All of our activities centered around developing a very first version of a digital twin of online social networks. We did this in a modular way, such that components can be developed in parallel, but also changed and/or replaced by future, improved versions without compromising the overall infrastructure. In broad strokes, next to supporting work like collecting necessary datasets, performing evaluations, and so on, we did the following:
(1) We started development a "platform model". This involves creating a network generator that can generate different types of networks with different characteristics, which then can be used to simulate, for instance, different news feeds and different ways of users connecting to each other. In particular, we showed the importance of extending existing network models with "success-driven activity", illustrating that outcomes such as polarization change if previous success of agents is taken into account in a simulation.
(2) We started developing a "user model". In particular, we developed agents that, based on large language models, can react to content on social networks, according to different persona's (e.g. based on their political leaning or other features).
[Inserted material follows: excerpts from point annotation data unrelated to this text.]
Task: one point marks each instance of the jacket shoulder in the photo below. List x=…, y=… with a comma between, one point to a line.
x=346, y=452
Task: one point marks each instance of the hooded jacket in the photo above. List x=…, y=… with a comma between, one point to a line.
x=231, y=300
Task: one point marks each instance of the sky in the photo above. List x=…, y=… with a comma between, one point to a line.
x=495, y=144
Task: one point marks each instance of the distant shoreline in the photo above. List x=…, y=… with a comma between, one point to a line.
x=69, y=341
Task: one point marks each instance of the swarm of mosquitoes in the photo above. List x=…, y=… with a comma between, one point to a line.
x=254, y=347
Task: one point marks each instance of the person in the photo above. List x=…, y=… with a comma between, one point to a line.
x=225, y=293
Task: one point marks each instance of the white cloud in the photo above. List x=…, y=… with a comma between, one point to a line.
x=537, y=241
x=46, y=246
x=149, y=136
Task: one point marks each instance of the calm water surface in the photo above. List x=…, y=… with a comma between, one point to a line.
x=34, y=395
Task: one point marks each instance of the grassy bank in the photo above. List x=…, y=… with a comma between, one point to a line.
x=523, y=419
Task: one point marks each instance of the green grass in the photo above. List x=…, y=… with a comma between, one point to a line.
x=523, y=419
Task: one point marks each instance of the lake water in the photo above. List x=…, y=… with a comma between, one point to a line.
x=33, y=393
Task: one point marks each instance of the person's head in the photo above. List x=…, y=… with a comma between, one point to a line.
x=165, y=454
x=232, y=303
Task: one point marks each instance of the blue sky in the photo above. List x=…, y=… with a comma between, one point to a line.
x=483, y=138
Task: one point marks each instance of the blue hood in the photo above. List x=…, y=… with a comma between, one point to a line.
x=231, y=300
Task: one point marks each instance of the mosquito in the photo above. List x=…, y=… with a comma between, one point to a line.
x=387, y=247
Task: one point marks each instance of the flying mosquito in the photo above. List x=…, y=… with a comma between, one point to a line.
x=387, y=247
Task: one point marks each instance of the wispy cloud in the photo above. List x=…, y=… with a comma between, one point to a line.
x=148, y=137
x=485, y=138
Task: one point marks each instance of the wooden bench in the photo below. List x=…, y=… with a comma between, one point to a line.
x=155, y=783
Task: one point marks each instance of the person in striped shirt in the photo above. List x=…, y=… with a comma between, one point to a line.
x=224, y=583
These agents of bots can be linked up both to simulation models as well as to platforms with human users.
(3) We developed a social network site with a user interface similar to existing services in order to perform experiments with human participants.
(4) We designed a first study in which we had both human participants as well as the previously mentioned bots interact on this social network site. The first study was fielded shortly after the end of the first reporting period.
(5) We worked on developing metrics to evaluate debate quality, both from a theoretical/normative as an empirical point of view.
(6) We developed ethical guidelines for the use, design, and deployment of digital twins of online social networks.